Un médecin interdit d'exercice après le suicide de sa patiente sous baclofène
11 septembre 2014. En consultation, Madame D. confie à son dermatologue souffrir de boulimie hyperphagique et de phases dépressives. "Contre l'angoisse et l'anxieté", la praticienne lui prescrit alors du baclofène, médicament autorisé à l'époque pour le traitement des courbatures spastiques et disposant depuis peu d'une RTU pour le traitement des addictions à l'alcool. La prescription est renouvelée le mois suivant, "par correspondance sans avoir revu la patiente", relève la chambre disciplinaire nationale de l'Ordre des médecins, dans sa décision du 15 décembre dernier, récemment mise en ligne. "Je le renouvèle autant que vous voulez et vous gérez vous-même", indique alors le Docteur A à sa patiente. En novembre, Madame D. se confie sur le forum du site baclofene.com. Ressentant des effets secondaires, notamment sur le plan psychologique, elle écrit des messages inquiétants. Le 27 novembre 2014, victime d'un raptus suicidaire, elle se défenestre et décède le lendemain.
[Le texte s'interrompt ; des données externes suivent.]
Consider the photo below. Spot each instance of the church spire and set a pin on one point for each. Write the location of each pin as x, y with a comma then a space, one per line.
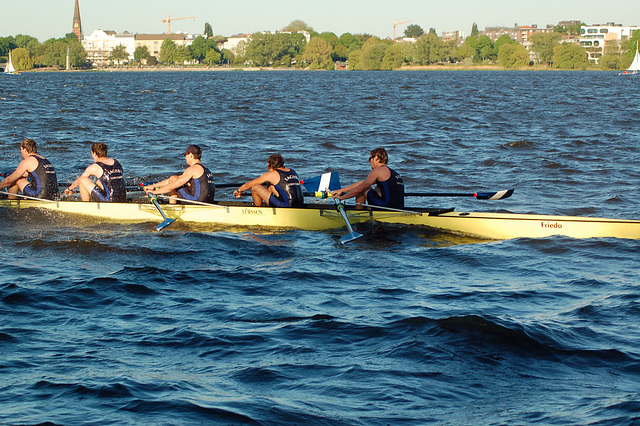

C'est son conjoint qui a porté plainte à l'Ordre, estimant notamment que la patiente n'avait reçu aucune information sur cette prescription hors AMM. En première instance, en avril 2017, la chambre disciplinaire régionale prononce une interdiction d'exercice de 8 jours avec sursis. Une sanction jugée trop légère par la chambre disciplinaire nationale. Dans sa décision, elle souligne les nombreux manquements déontologiques de la dermatologue : la prescription hors AMM et RTU n'a pas été mentionnée comme telle, et était contraire aux données acquises de la science. L'Ordre juge que la dermatologue a fait courir des "risques injustifiés" à sa patiente, "d’autant plus qu’une telle prescription ne relevait nullement de sa spécialité de dermato-vénérologie et qu’elle n’avait manifestement ni les connaissances, ni l’expérience de ce type de prescription", même si elle avait suivi des formations sur le Baclofène. "Les prescriptions de baclofène ont été faites avec une posologie et pour une durée imprécise, caractérisant un manque de clarté particulièrement grave compte tenu de la dangerosité du médicament", charge-t-il. Le médecin traitant n'a pas été informé et la praticienne n'a pris contact avec un psychiatre et un nutritionniste que "très postérieurement" à ces prescriptions. La dermatologue se défend en soutenant qu'elle a conseillé à sa patiente la lecture de deux ouvrages écrits par des spécialistes du baclofène et lui a indiqué dans un mail que l'"indication officielle" était l'alcool. Elle maintient que sa prescription était justifiée "dans la mesure où aucun médicament efficace n’existe actuellement pour le traitement des troubles du comportement alimentaire", que cette indication n'est pas interdite et que les études sur l'utilisation du baclofène dans le traitement des troubles alimentaires étaient "encourageantes". Pas convaincu par ces arguments, la chambre disciplinaire nationale a prononcé une sanction de 9 mois d'interdiction d'exercice, qui a pris effet le 1er avril dernier.